Koca bir bavul dolusu orijinal belgeyle ispatlanmış bir Balyoz Davası'nın, dava safahati boyunca bütün belgeleriyle ve ayrıntılarıyla ortaya dökülmüş bir Hrant Dink Davası'nın, siyasi tarihimizin en büyük provokasyonlarından biri olan Danıştay Davası'nın, düzinelerce savcının yıllarca üzerinde çalışıp çuvallar dolusu belge inceleyerek hazırladıkları Ergenekon İddianameleri'nin, hepimizin birlikte dinlediği dehşet verici telefon kayıtlarının, tutulan günlüklerin, kaleme alınan andıçların bilirkişi raporlarıyla teyit edilen ıslak imzaların "cemaatin tezgâhı" olduğu gibi absürt bir iddiaya kimseyi inandıramaz.
Ergenekon denen olay, birkaç emniyetçinin düzenleyeceği birkaç sahte belgeyle ne doğrulanabilecek ne de çürütülebilecek kadar büyük ve kapsamlı bir fenomendir. Öyle ki, Ergenekon'a tezgâh demek, Türkiye siyasi tarihinin uzunca bir bölümüne "tezgâh" demekle aynı şeydir. Kimler tarafından, hangi saiklerle ortaya dökülmüş olursa olsun; bu ortaya dökülüş sırasında ne gibi usulsüzlükler yapılmış olursa olsun, sonuçta varlığı inkâr edilemez bir biçimde karşımızda duran bir suç örgütü var.
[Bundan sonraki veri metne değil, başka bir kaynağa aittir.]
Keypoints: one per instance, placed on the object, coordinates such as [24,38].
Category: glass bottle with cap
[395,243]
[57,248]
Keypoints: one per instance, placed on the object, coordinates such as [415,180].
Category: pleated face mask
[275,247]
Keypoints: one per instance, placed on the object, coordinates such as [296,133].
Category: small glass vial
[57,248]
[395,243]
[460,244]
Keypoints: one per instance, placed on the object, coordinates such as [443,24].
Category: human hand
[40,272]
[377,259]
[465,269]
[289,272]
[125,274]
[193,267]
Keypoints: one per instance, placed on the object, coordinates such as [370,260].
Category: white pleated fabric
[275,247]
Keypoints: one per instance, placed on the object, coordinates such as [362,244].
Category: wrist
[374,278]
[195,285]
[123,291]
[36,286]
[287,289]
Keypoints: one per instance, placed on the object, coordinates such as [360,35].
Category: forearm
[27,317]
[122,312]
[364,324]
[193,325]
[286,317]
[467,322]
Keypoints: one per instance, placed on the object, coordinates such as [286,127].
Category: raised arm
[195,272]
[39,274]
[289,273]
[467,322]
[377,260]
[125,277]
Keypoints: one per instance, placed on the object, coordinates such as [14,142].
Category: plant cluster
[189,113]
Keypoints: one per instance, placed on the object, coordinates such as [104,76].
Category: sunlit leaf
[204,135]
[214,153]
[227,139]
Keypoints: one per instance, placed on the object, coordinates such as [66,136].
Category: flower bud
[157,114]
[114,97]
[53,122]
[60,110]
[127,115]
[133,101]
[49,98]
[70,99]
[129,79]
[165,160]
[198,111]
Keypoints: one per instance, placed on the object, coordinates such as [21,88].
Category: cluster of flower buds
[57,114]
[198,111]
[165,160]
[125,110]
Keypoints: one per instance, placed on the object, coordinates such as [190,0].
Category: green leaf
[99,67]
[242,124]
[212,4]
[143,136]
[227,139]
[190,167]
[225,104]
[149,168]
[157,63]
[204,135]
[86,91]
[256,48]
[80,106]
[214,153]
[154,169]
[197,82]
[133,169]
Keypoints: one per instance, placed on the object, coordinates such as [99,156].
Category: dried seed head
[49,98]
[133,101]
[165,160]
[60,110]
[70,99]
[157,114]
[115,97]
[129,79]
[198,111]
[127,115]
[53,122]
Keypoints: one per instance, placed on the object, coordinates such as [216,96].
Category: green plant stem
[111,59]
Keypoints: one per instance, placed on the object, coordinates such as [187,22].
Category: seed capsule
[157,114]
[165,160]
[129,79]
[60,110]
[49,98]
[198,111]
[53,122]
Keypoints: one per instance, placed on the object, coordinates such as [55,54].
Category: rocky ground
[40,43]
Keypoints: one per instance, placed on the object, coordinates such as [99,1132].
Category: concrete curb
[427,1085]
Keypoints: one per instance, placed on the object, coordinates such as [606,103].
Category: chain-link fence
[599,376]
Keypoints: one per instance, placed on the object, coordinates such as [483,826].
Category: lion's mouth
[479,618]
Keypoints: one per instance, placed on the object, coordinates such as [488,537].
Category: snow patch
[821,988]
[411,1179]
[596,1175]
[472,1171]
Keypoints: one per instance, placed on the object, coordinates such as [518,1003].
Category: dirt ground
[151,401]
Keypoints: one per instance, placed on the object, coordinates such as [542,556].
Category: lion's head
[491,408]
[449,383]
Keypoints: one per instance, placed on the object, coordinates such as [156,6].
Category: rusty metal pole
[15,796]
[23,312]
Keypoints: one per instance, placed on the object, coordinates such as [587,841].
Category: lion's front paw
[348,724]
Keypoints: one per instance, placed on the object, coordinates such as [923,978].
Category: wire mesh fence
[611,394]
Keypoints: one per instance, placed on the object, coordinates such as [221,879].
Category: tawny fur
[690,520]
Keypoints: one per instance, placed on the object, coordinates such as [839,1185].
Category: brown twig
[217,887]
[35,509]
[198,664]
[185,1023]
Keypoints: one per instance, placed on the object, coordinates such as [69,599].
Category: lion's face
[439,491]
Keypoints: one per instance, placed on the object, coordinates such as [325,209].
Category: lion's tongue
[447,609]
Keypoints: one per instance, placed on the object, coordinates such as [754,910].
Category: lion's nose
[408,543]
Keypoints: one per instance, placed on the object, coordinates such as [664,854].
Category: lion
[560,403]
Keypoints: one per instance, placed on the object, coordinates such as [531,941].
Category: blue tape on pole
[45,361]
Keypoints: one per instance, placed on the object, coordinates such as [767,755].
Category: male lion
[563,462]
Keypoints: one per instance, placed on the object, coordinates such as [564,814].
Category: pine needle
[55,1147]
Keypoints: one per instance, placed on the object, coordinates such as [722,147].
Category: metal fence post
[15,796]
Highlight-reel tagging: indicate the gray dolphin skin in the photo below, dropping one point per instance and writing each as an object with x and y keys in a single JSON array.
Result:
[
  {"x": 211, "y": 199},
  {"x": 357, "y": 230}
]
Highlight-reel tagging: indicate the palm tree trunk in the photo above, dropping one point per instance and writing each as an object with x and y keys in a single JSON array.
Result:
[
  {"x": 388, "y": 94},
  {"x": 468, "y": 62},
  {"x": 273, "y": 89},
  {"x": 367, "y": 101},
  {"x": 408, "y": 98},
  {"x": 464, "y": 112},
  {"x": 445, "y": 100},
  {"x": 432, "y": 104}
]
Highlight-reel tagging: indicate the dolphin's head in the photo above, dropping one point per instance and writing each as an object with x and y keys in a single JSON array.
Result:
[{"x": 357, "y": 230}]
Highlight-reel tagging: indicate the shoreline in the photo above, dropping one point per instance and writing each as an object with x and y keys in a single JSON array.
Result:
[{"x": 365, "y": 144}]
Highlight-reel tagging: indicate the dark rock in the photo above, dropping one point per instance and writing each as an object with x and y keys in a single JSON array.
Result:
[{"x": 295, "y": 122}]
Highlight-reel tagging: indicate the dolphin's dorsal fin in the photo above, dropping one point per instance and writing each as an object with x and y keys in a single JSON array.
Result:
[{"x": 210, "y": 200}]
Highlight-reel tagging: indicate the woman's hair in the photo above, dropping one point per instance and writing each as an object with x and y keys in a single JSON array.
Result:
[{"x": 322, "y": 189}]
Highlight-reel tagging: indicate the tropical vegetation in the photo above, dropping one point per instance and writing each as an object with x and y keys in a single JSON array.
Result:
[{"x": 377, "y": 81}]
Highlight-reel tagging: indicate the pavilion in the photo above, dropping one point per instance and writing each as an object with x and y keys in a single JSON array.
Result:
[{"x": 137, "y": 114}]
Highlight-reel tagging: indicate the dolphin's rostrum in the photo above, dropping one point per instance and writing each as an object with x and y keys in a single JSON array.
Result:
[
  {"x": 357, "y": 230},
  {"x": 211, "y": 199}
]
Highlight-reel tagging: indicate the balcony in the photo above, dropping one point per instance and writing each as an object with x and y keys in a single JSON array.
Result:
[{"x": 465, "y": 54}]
Bu örgüt bir kez ortaya çıkmışsa, tekrar yeraltına inemez, yok olamaz, görünmez hale gelemez.
Dolayısıyla, Hanefi Avcı'nın bu kitabı Ergenekon Davası'nı zayıflatamaz.
Peki ne olur? İki süreç birlikte işlemeye başlar. Türk Silahlı Kuvvetleri'nde yaşanmakta olan "glasnost" (aydınlanma) benzeri bir süreç Emniyet içinde de yaşanmaya başlar. Toplum sesini yükseltir, hükümet alarme olur, tıpkı ordu içindeki namuslu subaylar gibi namuslu emniyetçiler de bilgi-belge sızdırmaya başlar, Pandora'nın kutusu açılır, kirli çamaşırlar ortalığa saçılır, temizlik başlar. Ve çok da hayırlı olur.
Kimileri hâlâ, bir kötülükle (ordunun başını çektiği baskıcı rejimle) mücadele edilirken, onun yerini almaya aday bir başka kötülüğün (iktidarın başını çektiği baskıcı rejimin) büyüdüğünü ve asıl tehdit haline aldığını iddia etse de, aslında tam tersi oluyor. Askeri vesayete karşı kazanılan demokrasi mücadelesi, bütün diğer alanlarda da şeffaflık ve demokrasi talebini -ve imkânını- yükseltiyor.
Kapalı toplum açık topluma doğru evrildikçe, gözler sıradaki kapalı yapılara çevriliyor.